Women always hold back a third — naturally, instinctively — all because you’re afraid of losing your sense of dignity.
Whether it’s a failure of upbringing or a widespread distortion in how women think, I’m not sure. But in the female mind, the true winners in life are those women who don’t just win, but who win beautifully, effortlessly, with grandeur and grace — like golden branches and jade leaves.
Conversely, what women fear most is being labeled by others as “ruthless” or “calculating.” Just to avoid those two labels, many women voluntarily surrender interests that were well within their reach.
And this is exactly why, with equal destiny frameworks (格局), a woman’s final achievements tend to fall significantly short of a man’s.
Allow Master Chi to offer you one piece of counsel: stop thinking this way — it is wrong and absurd, my dear.
In the arena of interests, there is no room for softness or posturing. Winning is winning, losing is losing — and interests in hand are worth more than anything.
And more importantly: win once in your life, and you become the talk of others. Win a hundred times, and you become the person others look up to. The first is luck. The second is ability — the kind that leaves your detractors without even the courage to criticize you.
Men understand these two truths far better than women do.
Master Chi does not encourage you to degrade yourself or abandon your values. But I want you to understand: every time an opportunity presents itself, stop deliberately putting on an air of indifference and disdain just to protect your image. That’s not elegant — it makes you look foolish.

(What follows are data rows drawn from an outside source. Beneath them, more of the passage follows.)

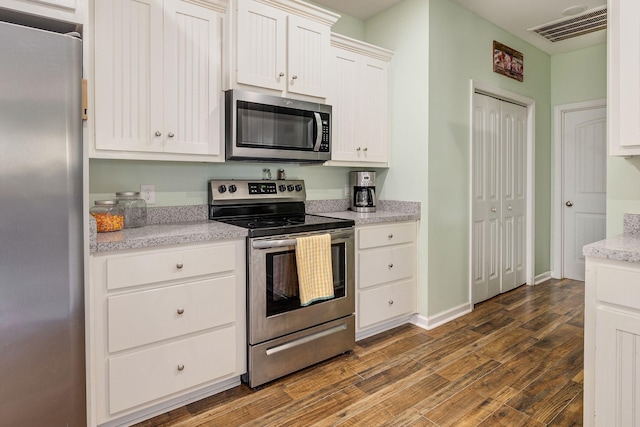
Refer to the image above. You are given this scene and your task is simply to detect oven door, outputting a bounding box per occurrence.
[247,227,355,344]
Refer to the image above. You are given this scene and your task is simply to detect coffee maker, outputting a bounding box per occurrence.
[350,172,376,212]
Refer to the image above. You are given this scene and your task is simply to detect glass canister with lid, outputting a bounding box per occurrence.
[116,191,147,228]
[89,200,124,233]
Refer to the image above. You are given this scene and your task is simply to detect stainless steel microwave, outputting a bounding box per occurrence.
[225,89,331,163]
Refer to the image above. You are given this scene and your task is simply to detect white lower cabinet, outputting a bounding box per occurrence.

Use the words that need to be used. Apply the methods that need to be applied. Fight for the interests that need to be fought for. Each successive victory will bring you one step higher — until you can no longer see those petty, envious souls beneath you.
Closing
A young woman without a true mentor — someone who has genuinely lived life — to guide her will ultimately find herself sinking deeper and deeper into the sea of romantic entanglement, tangled in a mess she cannot escape.
What a woman fears most is getting caught in a situation that cannot be unwound — and that is not a problem women are well-equipped to handle.
So do not overcomplicate your fate. If you want to live well — with a good destiny, good wealth, and good love — the real secret comes down to three words: have a method.
What does it mean to have a method?
Face your own flaws. Know your own desires. See through the tricks others play on you. Calibrate your own bearing.
It really is that simple. Master these four points, and you will live your entire life with ease and clarity.